References [ modifier | Modifier and code ]

  1. Mango (2000) pp. 17-25
  2. a et b Pentcheva (2006) p. 121
  3. Maguire (2004) p. 96
  4. Spatarakis (1976) p. forty six
  5. Kazdhan (1991) « Hodegon monastery », vol. 2, p. 939
  6. a et b Demangel (1939) pp. 71-111
  7. See on this subject: Berger (1988), p. 377 et Kidonopoulos (1994) p. 77
  8. Angelidi (1994) p. 134
  9. Ecclesiastical history , XV, 14 ( PG 147, col. 44.
  10. Majeska (1984) p. 362
  11. Kidonopoulos (1994) p. 77
  12. Belong to , III, § 27 (= Éd. Th. Characterize, Tome II, Leipzig, 1907, p. 223).
  13. En grec Launa, un “Saint Bain”.
  14. Theophane continued, ed. of Bonn, p. 204 ; Gifsios, odds. Lesmaster-Werner It Thurn, p. 77 .
  15. Description of the Saints-Apostres church , Eligible. G. Downey ( Transactions of the American Philosophical Society , n° 47, 1957), § XXXIX, p. 7 (About the tomb of pulchérie in the saints-apostles).
  16. Ecclesiastical history , XV, 14 ( PG 147, col. 44). This author attributes the foundation of all the Marian churches of Constantinople to Pulchérie, which is surely a simplification. Its main source, in this part of his work, is the Ecclesiastical history of Théodore the reader (lost as such), but the passage on the Hodegoi does not necessarily go back to this last author.
  17. The « Narrative discourse on hodēgoi »( Reason for the narrative containing the land and divine temple of the Virgin Mary, the so -called guide to the guide. ), analyzed and edited by Christine Angelidi (1994). It is located on a quaternion of thirteen leaves, probably detached from a codex, found in 1988, in the Vatopedi monastery, by Chryssochoid Criton.
  18. Werner Seibt, “the representation of the theotocos on Byzantine lead seals, especially in the 11th century”, in N. Oikonomidès (Dir.), Studies in Byzantine Sigillography , Dumbarton Oaks, 1987, p. 37 and 40-41.
  19. Text with the authenticity discussed, in any case presenting reshuffles and interpolations. See Paul Lemerle, The first Byzantine humanism , Paris, 1971, p. 137 .
  20. Paul Gautier, “Jean V l’Oxite, patriarch of Antioch. Biographical notice ”, Byzantine studies review 22, 1964, p. 128-157 .
  21. In particular the travel accounts of Russian pilgrims. See George P. Majeska, Russian Travelers to Constantinople in the Fourteenth and Fifteenth Century , Dumbarton Oaks Studies 19, 1984, pp. 362-64 .

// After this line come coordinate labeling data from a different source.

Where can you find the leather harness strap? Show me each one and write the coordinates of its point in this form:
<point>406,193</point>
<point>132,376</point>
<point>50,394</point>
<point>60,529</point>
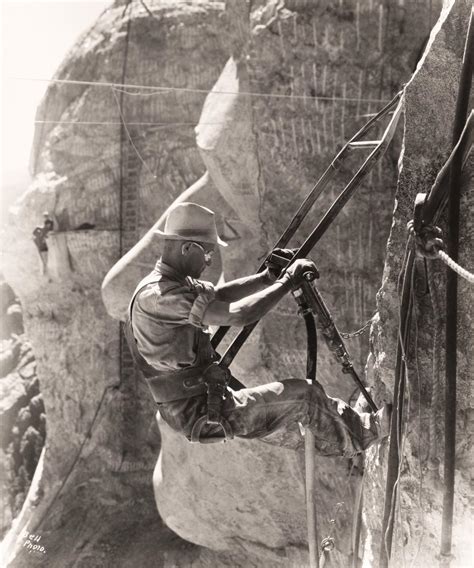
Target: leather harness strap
<point>205,377</point>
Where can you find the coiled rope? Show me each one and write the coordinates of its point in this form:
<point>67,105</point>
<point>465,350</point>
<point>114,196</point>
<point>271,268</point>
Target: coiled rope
<point>469,276</point>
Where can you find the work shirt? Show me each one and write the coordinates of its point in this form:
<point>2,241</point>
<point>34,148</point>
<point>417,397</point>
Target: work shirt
<point>167,318</point>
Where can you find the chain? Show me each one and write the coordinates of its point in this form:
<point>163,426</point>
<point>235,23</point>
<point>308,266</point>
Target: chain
<point>360,331</point>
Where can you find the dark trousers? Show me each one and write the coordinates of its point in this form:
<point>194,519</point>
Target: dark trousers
<point>273,412</point>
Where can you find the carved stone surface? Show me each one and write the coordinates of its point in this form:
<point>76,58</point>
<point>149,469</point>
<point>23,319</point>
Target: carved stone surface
<point>252,159</point>
<point>428,130</point>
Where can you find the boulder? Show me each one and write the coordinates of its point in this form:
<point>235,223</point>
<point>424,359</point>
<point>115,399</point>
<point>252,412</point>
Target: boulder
<point>319,70</point>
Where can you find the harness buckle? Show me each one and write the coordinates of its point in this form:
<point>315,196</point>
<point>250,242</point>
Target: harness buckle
<point>216,379</point>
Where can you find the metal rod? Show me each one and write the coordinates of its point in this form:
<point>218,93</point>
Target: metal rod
<point>311,515</point>
<point>326,221</point>
<point>303,210</point>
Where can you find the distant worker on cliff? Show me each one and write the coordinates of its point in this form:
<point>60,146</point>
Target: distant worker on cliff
<point>40,235</point>
<point>168,331</point>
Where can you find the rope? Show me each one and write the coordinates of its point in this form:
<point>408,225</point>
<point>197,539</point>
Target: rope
<point>469,276</point>
<point>160,90</point>
<point>360,331</point>
<point>130,137</point>
<point>116,123</point>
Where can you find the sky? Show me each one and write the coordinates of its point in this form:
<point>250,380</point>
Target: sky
<point>35,37</point>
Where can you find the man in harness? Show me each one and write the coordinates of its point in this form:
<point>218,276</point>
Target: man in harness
<point>168,332</point>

  22. R. Denangelace e. Mamiboury, The Manganes district and the first region of Constantinople , Paris, de boccard, 1939, pp. 71-111 and 119-20 . They notably identified a large seaside construction and an open door in the maritime wall, with an inscription on the lintel, which would be the door of the Hodèges.
  23. Cyril Mango, « The Palace of Marina, The Poet Palladas and the Bath of Leo VI », in Evangelia Kypraiou (Dir.), the Palade of Leo VI. Eufrosynon: Afieroma Ston Manoli Hatzidaki , Athens 1991, pp. 321-330 . Marina was one of the three daughters of Emperor Arcadius, so the sister of Pulchérie.

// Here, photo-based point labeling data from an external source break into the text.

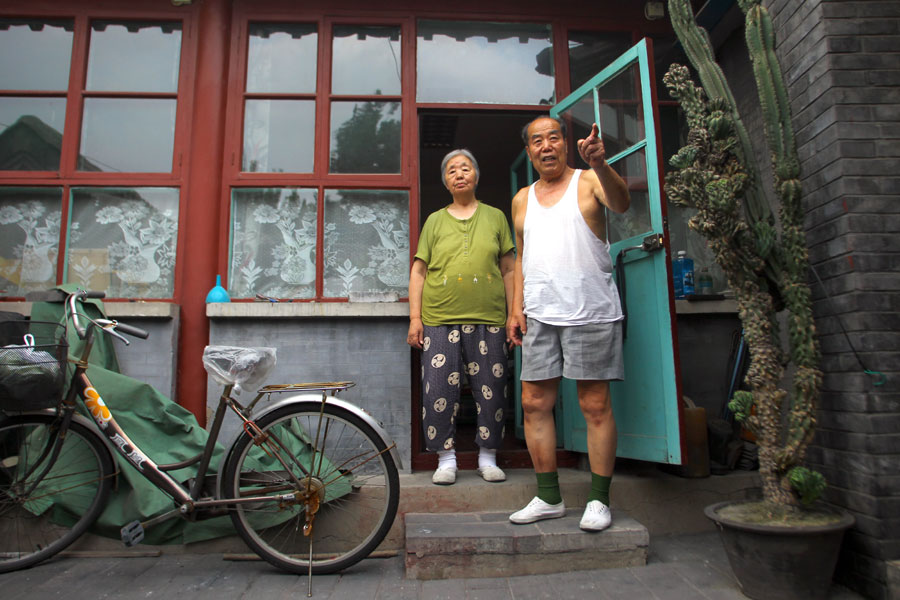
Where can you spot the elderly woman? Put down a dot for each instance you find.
(460, 293)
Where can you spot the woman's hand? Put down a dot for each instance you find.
(515, 329)
(416, 335)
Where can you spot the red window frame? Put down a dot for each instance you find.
(67, 177)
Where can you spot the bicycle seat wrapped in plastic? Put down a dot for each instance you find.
(240, 367)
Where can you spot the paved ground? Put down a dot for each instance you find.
(689, 567)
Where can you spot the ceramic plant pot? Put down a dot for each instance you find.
(778, 562)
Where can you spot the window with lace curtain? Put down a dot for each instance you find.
(115, 236)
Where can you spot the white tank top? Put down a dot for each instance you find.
(567, 269)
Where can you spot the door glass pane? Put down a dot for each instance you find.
(621, 112)
(366, 242)
(499, 63)
(26, 43)
(127, 134)
(134, 56)
(123, 241)
(365, 60)
(29, 238)
(365, 137)
(273, 242)
(636, 220)
(281, 58)
(591, 51)
(31, 133)
(279, 136)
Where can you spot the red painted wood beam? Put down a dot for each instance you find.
(202, 205)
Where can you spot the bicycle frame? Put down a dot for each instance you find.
(187, 499)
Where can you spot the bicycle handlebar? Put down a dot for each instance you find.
(113, 326)
(132, 330)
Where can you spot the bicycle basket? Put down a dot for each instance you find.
(32, 364)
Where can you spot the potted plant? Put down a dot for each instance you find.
(765, 260)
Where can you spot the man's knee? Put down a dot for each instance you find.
(538, 398)
(595, 401)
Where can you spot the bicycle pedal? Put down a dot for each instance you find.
(132, 534)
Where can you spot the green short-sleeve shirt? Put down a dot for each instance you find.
(463, 284)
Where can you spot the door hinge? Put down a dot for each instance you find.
(652, 243)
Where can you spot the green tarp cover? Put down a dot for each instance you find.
(163, 430)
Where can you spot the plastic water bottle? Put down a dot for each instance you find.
(704, 281)
(683, 275)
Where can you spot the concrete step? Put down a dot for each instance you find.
(486, 544)
(663, 503)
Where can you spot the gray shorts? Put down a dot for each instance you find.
(592, 352)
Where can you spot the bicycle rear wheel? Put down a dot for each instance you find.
(348, 488)
(37, 523)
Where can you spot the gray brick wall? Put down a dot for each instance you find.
(371, 352)
(842, 65)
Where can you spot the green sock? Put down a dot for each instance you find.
(548, 487)
(600, 488)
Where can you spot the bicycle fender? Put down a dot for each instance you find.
(81, 419)
(315, 399)
(349, 406)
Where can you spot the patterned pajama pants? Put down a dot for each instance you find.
(480, 350)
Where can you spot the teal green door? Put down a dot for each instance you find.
(646, 404)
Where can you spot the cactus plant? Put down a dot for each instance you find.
(765, 262)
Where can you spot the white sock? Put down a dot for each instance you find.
(447, 459)
(487, 458)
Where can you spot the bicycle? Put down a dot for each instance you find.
(310, 482)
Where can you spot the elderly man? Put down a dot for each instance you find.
(566, 313)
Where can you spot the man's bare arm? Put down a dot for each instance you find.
(609, 189)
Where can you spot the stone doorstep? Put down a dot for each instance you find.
(486, 544)
(663, 503)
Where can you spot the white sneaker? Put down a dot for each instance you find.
(536, 510)
(492, 474)
(596, 516)
(444, 476)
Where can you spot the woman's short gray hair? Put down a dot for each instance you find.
(457, 152)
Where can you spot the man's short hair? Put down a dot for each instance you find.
(560, 122)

  24. N ° 42, edited. HORNA.
  25. See Paul Magdalino, Medieval Constantinople. Studies on the evolution of urban structures , Paris, de Boccard, 1996, p. 31-34 (“Public Bains and Diaconies”) and pp. 93-95 (Appendix I: List of twenty-five “diaconies” known in the city). According to the author, the Hodèges Diaconie was “the most famous by Byzantine brotherhoods”.
  26. The tradition according to which Saint Luke painted the Virgin appears in VIII It is century in a homily on the veneration of images attributed to André de Crete ( PG 97, col. 301-304).
  27. George P. Majeska, place. as.
  28. These four Constantinopolitan icons are reproduced on a register of an icon of XI It is century preserved in the Sainte-Catherine monastery of Sinai.
  29. This Hodèges fair is represented on a fresco of XIII It is century of the church of the Panaghia Vlacherna monastery near Arta. See Myrtali Achiastou-Potamianou, “The Wall Paintings of the Vlacherna Monastery (Area of ​​Arta)”, XV acts It is International Byzantine Studies Congress , II /A, Athens, 1981, p. 1-14.
  30. Nicéphore Grégoras, Roman history , II, annoyance. the bonn, p. 555.